Okay, what can I say now..Ehmm..my life's like in a paradise. I've been on holiday for almost 2 months now and practically unemployed. No one wants to take me in into their big great companies. I'm sad like that. It's true that for the first 2 weeks when I was starting my holiday I said like 'Ahh give me a break mum. I want to rest first. Don't bother asking me about jobs whatsoever'. It went quite like that. I think. 

And now I'm in big huge massive of regrets that I didn't send the jobs' application earlier. Or else i can start saving some money for my dreamy wedding now. For what seems in like 18 more years. Ahh God, I hope not.
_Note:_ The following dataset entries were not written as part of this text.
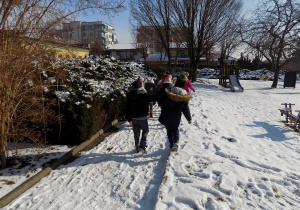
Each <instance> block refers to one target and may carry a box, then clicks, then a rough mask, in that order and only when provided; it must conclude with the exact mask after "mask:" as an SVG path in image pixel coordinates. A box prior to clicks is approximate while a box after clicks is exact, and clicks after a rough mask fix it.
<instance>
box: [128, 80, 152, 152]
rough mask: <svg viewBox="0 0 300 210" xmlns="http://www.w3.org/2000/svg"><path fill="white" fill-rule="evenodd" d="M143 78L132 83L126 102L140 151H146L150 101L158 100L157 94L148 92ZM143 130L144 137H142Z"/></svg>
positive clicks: (150, 101) (138, 148)
mask: <svg viewBox="0 0 300 210" xmlns="http://www.w3.org/2000/svg"><path fill="white" fill-rule="evenodd" d="M143 80H144V78H142V77H140V78H139V79H138V80H137V81H135V82H133V83H132V86H131V90H130V92H129V94H128V97H127V104H126V119H127V120H128V122H129V123H130V125H132V128H133V132H134V140H135V148H136V152H139V150H144V151H146V147H147V135H148V132H149V126H148V117H147V115H148V106H149V103H150V102H155V100H156V96H154V95H148V94H146V93H147V92H146V90H145V89H144V87H143V83H142V81H143ZM141 130H142V137H141V139H140V133H141Z"/></svg>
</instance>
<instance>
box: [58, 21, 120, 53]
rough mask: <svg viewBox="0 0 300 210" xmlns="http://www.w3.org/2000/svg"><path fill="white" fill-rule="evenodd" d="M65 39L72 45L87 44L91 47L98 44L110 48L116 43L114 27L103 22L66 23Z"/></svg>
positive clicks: (104, 22) (115, 38)
mask: <svg viewBox="0 0 300 210" xmlns="http://www.w3.org/2000/svg"><path fill="white" fill-rule="evenodd" d="M63 31H64V37H65V38H66V39H67V40H68V41H69V42H70V43H79V44H86V45H89V46H91V45H92V44H94V43H96V42H98V43H100V44H102V45H103V46H104V47H105V48H109V47H110V46H112V45H113V44H114V43H115V42H116V41H117V39H116V34H115V32H114V27H112V26H111V25H108V24H107V23H105V22H103V21H96V22H81V21H74V22H71V23H65V24H64V26H63Z"/></svg>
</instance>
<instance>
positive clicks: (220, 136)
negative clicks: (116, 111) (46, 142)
mask: <svg viewBox="0 0 300 210" xmlns="http://www.w3.org/2000/svg"><path fill="white" fill-rule="evenodd" d="M210 82H211V83H213V84H199V83H197V84H193V85H194V87H195V88H196V93H194V98H193V99H192V100H191V101H190V109H191V113H192V115H193V124H192V125H189V124H188V123H187V122H186V120H185V119H184V118H183V119H182V122H181V125H180V145H179V151H178V153H172V154H171V155H170V157H169V161H167V155H168V143H167V138H166V131H165V129H164V128H163V126H162V125H160V124H159V123H158V121H157V117H158V115H159V109H158V108H156V110H155V111H156V112H155V118H151V119H149V125H150V132H149V135H148V146H149V147H148V155H141V154H135V153H134V140H133V132H132V129H131V127H130V126H129V125H128V124H127V123H126V124H124V125H121V126H120V131H119V132H118V133H116V134H113V135H111V136H109V137H107V138H106V139H105V141H104V142H103V143H101V144H100V145H99V146H98V147H96V148H94V149H92V150H90V151H88V152H84V153H83V154H82V155H81V156H80V157H79V158H78V159H76V160H75V161H73V162H72V163H70V164H67V165H64V166H61V167H59V168H58V169H57V170H55V171H53V172H51V174H50V175H49V176H48V177H46V178H44V179H43V180H41V181H40V182H39V183H38V184H37V185H36V186H34V187H33V188H32V189H30V190H28V191H27V192H25V193H24V194H22V195H21V196H20V197H18V198H17V199H16V200H14V201H13V202H12V203H11V204H9V205H8V206H7V207H5V208H4V209H6V210H8V209H53V210H54V209H72V210H75V209H86V210H89V209H95V210H98V209H105V210H106V209H157V210H163V209H178V210H179V209H180V210H181V209H300V190H299V189H300V143H299V140H300V135H299V133H296V132H294V131H292V130H291V129H289V128H287V127H286V126H285V125H284V124H283V123H282V122H281V120H283V119H284V118H283V117H280V112H279V111H278V108H281V105H280V104H281V103H282V102H293V103H295V104H296V108H298V109H299V108H300V97H299V95H300V87H299V86H300V84H299V83H298V84H297V88H296V89H283V88H282V86H279V87H278V88H277V89H270V88H269V87H270V86H271V83H270V82H262V81H241V85H242V86H243V87H244V88H245V92H242V93H238V92H237V93H232V92H231V91H230V90H229V89H224V88H222V87H220V86H218V85H217V80H210ZM165 168H167V170H166V173H165V174H164V169H165ZM163 175H164V177H163Z"/></svg>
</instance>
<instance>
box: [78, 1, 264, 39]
mask: <svg viewBox="0 0 300 210" xmlns="http://www.w3.org/2000/svg"><path fill="white" fill-rule="evenodd" d="M258 2H259V0H244V12H245V13H246V12H250V13H251V10H253V9H254V8H255V6H256V5H257V4H258ZM129 17H130V14H129V8H127V9H126V10H125V11H123V12H121V13H119V14H117V15H115V16H114V17H111V18H108V17H107V16H104V15H95V14H92V13H89V14H88V15H86V16H83V15H81V16H79V18H78V19H77V20H79V21H90V22H93V21H104V22H106V23H108V24H110V25H112V26H113V27H114V29H115V32H116V35H117V39H118V41H119V43H123V44H124V43H131V42H132V37H131V36H130V24H129Z"/></svg>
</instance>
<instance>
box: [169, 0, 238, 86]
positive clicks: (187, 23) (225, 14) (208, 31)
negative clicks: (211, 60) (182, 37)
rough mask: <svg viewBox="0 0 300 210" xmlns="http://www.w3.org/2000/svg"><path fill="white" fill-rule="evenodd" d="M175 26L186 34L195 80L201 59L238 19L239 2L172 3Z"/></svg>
mask: <svg viewBox="0 0 300 210" xmlns="http://www.w3.org/2000/svg"><path fill="white" fill-rule="evenodd" d="M171 2H172V7H173V8H174V9H173V10H174V13H173V19H174V22H175V25H176V26H177V27H178V28H180V29H181V30H182V31H183V32H184V38H185V42H186V47H187V49H188V53H189V58H190V62H191V66H192V68H193V72H192V80H193V81H195V79H196V72H197V67H198V63H199V60H200V57H201V56H203V55H205V54H207V53H208V52H209V51H210V50H211V49H212V47H213V46H215V45H216V44H217V43H218V42H219V41H220V40H221V39H222V38H223V37H224V35H225V34H226V31H227V30H228V29H229V26H230V25H231V24H232V22H233V21H234V20H235V19H236V18H237V17H238V16H239V13H240V9H241V6H242V3H241V1H240V0H192V1H191V0H171Z"/></svg>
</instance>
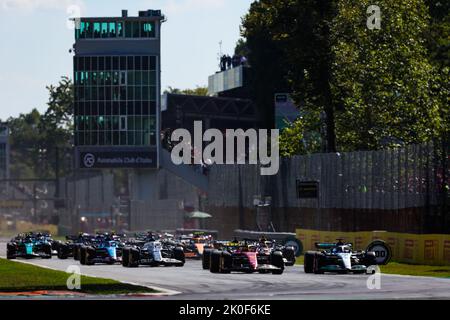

But it's cool regardless. I get to watch tonnes of movies OH myGod it's heaven. And i got to read books too. I just finished I've Got Your Number by Kinsella it was pretty good. Now I'm moving on to Love, Rosie by Cecelia Ahern. I have through 100 pages and I'm stuck. I don't wanna get off my bed because I'm so engrossed in my reading. It's amazing how words can touch your heart and make the hair at your neck standing, like it is so thrilling. And it's not even an action novel. If you ask me. Yeah I'm weird like that. But whatever. 

For now, I'm gonna rest like a boss. Coz I know once I've got a job, I wont have the time in the world to  return here and write some awesome or shitty stories, in my own freaking blog. Maybe yes, after 10 years.